Ransomware Attack Hits Odyssey Fitness Center: Play Group Involved
Incident Date:
July 25, 2024
Overview
Title
Ransomware Attack Hits Odyssey Fitness Center: Play Group Involved
Victim
Odyssey Fitness Center
Attacker
Play
Location
First Reported
July 25, 2024
Ransomware Attack on Odyssey Fitness Center by Play Ransomware Group
Overview of Odyssey Fitness Center
Odyssey Fitness Center, located in Wilkes-Barre, Pennsylvania, is a prominent fitness facility catering to a diverse clientele. As the largest gym in Luzerne and Lackawanna counties, it offers a wide range of amenities, including advanced cardio machines, strength training equipment, and over 100 weekly classes. The center also features a 6,000-square-foot Sports Performance Area, a pool, steam room, and whirlpool. Additionally, Odyssey provides childcare services and personalized training programs, emphasizing community engagement and personalized fitness solutions.

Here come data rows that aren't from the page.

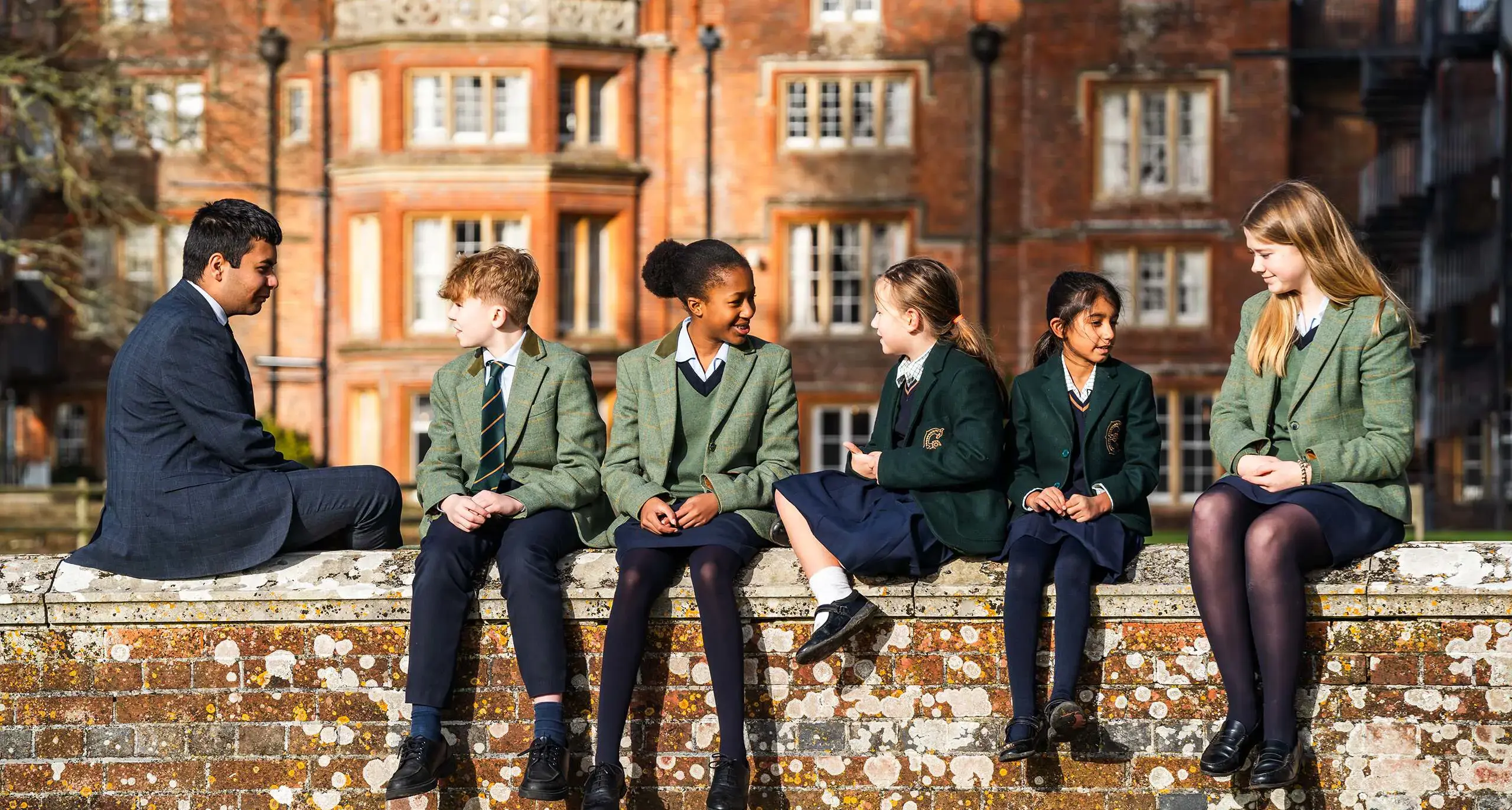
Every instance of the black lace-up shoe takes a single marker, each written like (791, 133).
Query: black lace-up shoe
(422, 760)
(846, 617)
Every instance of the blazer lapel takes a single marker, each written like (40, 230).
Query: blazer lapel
(1054, 386)
(1104, 386)
(927, 377)
(1322, 347)
(469, 401)
(664, 392)
(738, 365)
(528, 375)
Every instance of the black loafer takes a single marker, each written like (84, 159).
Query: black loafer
(846, 617)
(1024, 749)
(422, 762)
(731, 785)
(604, 788)
(1065, 718)
(546, 771)
(1276, 765)
(1227, 752)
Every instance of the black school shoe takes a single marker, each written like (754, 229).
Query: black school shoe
(846, 617)
(1065, 718)
(546, 771)
(731, 785)
(422, 760)
(604, 788)
(1024, 749)
(1227, 752)
(1276, 765)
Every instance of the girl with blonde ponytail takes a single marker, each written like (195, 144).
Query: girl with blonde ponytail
(1314, 424)
(929, 484)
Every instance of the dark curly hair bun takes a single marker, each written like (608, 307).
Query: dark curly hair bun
(663, 268)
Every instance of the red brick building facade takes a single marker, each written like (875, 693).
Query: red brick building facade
(1127, 136)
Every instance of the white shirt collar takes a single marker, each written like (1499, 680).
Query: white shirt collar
(220, 310)
(510, 357)
(1308, 321)
(687, 353)
(1084, 393)
(912, 369)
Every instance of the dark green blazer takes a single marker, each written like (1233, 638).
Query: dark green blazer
(552, 431)
(951, 457)
(754, 440)
(1119, 451)
(1352, 405)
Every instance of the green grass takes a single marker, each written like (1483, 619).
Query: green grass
(1446, 535)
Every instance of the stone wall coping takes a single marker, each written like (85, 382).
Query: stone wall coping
(1414, 579)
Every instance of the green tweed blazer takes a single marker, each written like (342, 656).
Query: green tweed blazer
(1351, 415)
(1119, 451)
(754, 440)
(554, 434)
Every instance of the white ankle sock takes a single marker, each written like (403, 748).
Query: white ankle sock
(829, 585)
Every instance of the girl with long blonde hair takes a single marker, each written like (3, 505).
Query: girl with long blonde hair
(1314, 424)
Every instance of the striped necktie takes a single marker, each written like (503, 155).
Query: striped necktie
(490, 461)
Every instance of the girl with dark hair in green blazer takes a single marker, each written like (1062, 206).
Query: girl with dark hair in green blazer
(1314, 424)
(1087, 458)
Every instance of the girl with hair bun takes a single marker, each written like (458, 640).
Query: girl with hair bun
(1087, 458)
(705, 425)
(929, 484)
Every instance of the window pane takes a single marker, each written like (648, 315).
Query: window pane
(1197, 453)
(430, 262)
(797, 111)
(1151, 309)
(568, 275)
(898, 112)
(864, 114)
(190, 109)
(830, 112)
(1163, 419)
(468, 109)
(1192, 288)
(1154, 162)
(1115, 168)
(598, 90)
(846, 274)
(566, 109)
(596, 261)
(466, 236)
(511, 109)
(427, 109)
(510, 232)
(174, 253)
(1115, 266)
(1192, 141)
(803, 265)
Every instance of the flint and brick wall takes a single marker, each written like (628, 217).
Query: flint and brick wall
(285, 688)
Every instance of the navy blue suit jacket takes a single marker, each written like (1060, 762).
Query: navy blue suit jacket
(194, 484)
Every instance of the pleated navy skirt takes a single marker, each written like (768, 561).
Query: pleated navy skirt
(726, 529)
(1351, 529)
(873, 531)
(1107, 540)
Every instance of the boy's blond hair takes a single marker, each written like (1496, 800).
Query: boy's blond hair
(500, 275)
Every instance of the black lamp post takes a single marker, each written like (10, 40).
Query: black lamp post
(273, 46)
(711, 43)
(986, 44)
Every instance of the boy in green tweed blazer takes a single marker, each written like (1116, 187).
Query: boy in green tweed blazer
(511, 473)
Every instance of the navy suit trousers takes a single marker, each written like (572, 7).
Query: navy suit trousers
(528, 551)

Details of the Ransomware Attack
On July 26, 2024, Odyssey Fitness Center became the target of a ransomware attack orchestrated by the Play ransomware group. The attack compromised the center's website, odysseyfitnesscenter.com, raising concerns about the security of personal and health-related information of its clients. The exact size of the data leak remains unknown, but the incident highlights the increasing threat of ransomware to businesses in the health and fitness sector.
About the Play Ransomware Group
The Play ransomware group, also known as PlayCrypt, has been active since June 2022. Initially focusing on Latin America, the group has expanded its operations to North America, South America, and Europe. Play targets a diverse range of industries, including IT, transportation, construction, government entities, and critical infrastructure. The group is known for using various methods to gain entry into networks, such as exploiting RDP servers, FortiOS vulnerabilities, and Microsoft Exchange vulnerabilities.
Attack Methods and Penetration Techniques
Play ransomware employs several techniques to execute its attacks. The group uses scheduled tasks, PsExec, and Group Policy Objects to distribute ransomware executables within the internal network. They maintain persistence through scheduled tasks and PsExec, and escalate privileges using tools like Mimikatz. To evade detection, Play disables antimalware and monitoring solutions using tools such as Process Hacker and GMER. The group also uses custom tools to enumerate users and computers on compromised networks and copy files from the Volume Shadow Copy Service.
Vulnerabilities and Impact
Odyssey Fitness Center's vulnerabilities likely stem from inadequate cybersecurity measures, making it an attractive target for threat actors like Play. The attack underscores the importance of robust cybersecurity practices, especially for businesses handling sensitive personal and health-related information. The incident serves as a stark reminder of the growing threat of ransomware and the need for comprehensive security strategies to protect against such attacks.
Sources
Recent Ransomware Attacks
The Recent Ransomware Attacks (RRA) site acts as a watchtower, providing you with near real-time ransomware tracking of attacks, groups and their victims. Given threat actors’ overarching, lucrative success so far, ransomware attacks have become the most ubiquitous, and financially and informationally impactful cyber threat to businesses and organizations today.
The site’s data is generated based on hosting choices of real-world threat actors, and a handful of other trackers. While sanitization efforts have been taken, we cannot guarantee 100% accuracy of the data. Attack updates will be made as source data is reported by reputable sources. By viewing, accessing, or using RRA you acknowledge you are doing so at your own risk.